As a last topic to cover in this quick introduction to machine learning is dimensionality reduction. When working with data we quickly exceed the human visible perceivable dimensions and are on top constrained by a 2 dimensional display of a computer most of the time while working on data analysis. To still gather a glimpse on this high dimensionality we can use dimensionality reduction algorithms to condense the information down to a more observable state. It is also often used as a pre-processing step on more complex algorithms to reduce the necessary amount of resources for calculation.

A common known dimensionality reduction is the occurence of shadows which map a 3 dimensional object onto a 2 dimensional plane.

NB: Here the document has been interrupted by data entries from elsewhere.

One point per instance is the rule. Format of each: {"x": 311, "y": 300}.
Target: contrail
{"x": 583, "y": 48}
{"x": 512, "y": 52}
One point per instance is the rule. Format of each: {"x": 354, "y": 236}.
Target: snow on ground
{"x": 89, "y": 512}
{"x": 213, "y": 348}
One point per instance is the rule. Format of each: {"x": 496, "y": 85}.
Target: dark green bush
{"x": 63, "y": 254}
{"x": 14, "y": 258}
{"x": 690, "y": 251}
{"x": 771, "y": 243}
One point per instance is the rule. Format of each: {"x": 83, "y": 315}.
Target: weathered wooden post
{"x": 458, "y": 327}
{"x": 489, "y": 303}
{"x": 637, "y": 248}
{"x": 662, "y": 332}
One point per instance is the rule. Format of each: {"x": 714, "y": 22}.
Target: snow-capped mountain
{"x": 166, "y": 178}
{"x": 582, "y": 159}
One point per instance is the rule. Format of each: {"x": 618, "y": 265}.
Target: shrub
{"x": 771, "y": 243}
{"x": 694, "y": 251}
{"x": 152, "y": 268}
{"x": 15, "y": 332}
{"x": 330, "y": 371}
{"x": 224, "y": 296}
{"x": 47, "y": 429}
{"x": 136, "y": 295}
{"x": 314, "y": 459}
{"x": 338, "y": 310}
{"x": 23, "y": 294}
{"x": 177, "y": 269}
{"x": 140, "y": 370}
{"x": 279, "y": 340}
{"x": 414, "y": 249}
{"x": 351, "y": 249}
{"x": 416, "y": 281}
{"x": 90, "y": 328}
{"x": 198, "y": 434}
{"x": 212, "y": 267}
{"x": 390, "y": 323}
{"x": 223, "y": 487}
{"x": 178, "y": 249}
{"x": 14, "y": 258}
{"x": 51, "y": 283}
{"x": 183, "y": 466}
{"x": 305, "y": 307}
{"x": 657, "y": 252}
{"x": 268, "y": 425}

By moving the light source in the 3 dimensions we can modify the shadow - in this regard dimensionality reduction algorithms try to find a good position of our light source to preserve as much information as possible about the distance of each object to another object in the high dimension space. A common measurement for this is variance and is used by PCA, principal component analysis.

We can use these algorithms to display all 70’000 images of the MNIST dataset in a single plot by reducing the 784 dimensions of pixels down to 2 dimensions so each picture is represented by a single dot in a 2 dimensional space.

from sklearn.decomposition import PCA

pca = PCA(n_components=2)
mnist_2dim = pca.fit_transform(mnist_data)
fig = plt.figure(figsize=(15, 15))
scatter = plt.scatter(mnist_2dim[:, 0], mnist_2dim[:, 1], c=mnist.target.astype(int), cmap='nipy_spectral', s=2.0)
plt.legend(*scatter.legend_elements());
../_images/machine_learning_64_0.png

It is remarkable that PCA could already separate all digits of 1 (purple) into its own space just by looking at the variance of the data - PCA is also an unsupervised algorithm and as such does not need any labels. Also all images of the digit 7 got positioned close to the images of 1 (orange) which intuitively makes sense.

Another dimensionality reduction algorithm which works well for 2 or 3 dimensional representation of data is T-sne which is also implemented in sklearn but, due to its complexity, takes some minutes to calculate.

from sklearn.manifold import TSNE

tsne = TSNE(n_components=2, random_state=42)
mnist_2dim_tsne = tsne.fit_transform(mnist_data)
fig = plt.figure(figsize=(15, 15))
scatter = plt.scatter(mnist_2dim_tsne[:, 0], mnist_2dim_tsne[:, 1], c=mnist.target.astype(int), cmap='nipy_spectral', s=2.0)
plt.legend(*scatter.legend_elements());
../_images/machine_learning_68_0.png

Using another algorithm on the same data yields much more promosing results. The clusters are much better separated and each cluster is less noisy compared to our PCA aproach. By drawing a line to segment each of the clusters we already would have made a good classification algorithm eventhough the dimensionality reduction algorithm never glimpsed at the underlying labels. Using these dimensionality reduction algorithms can also be used in an artistic way which we will explore in another notebook.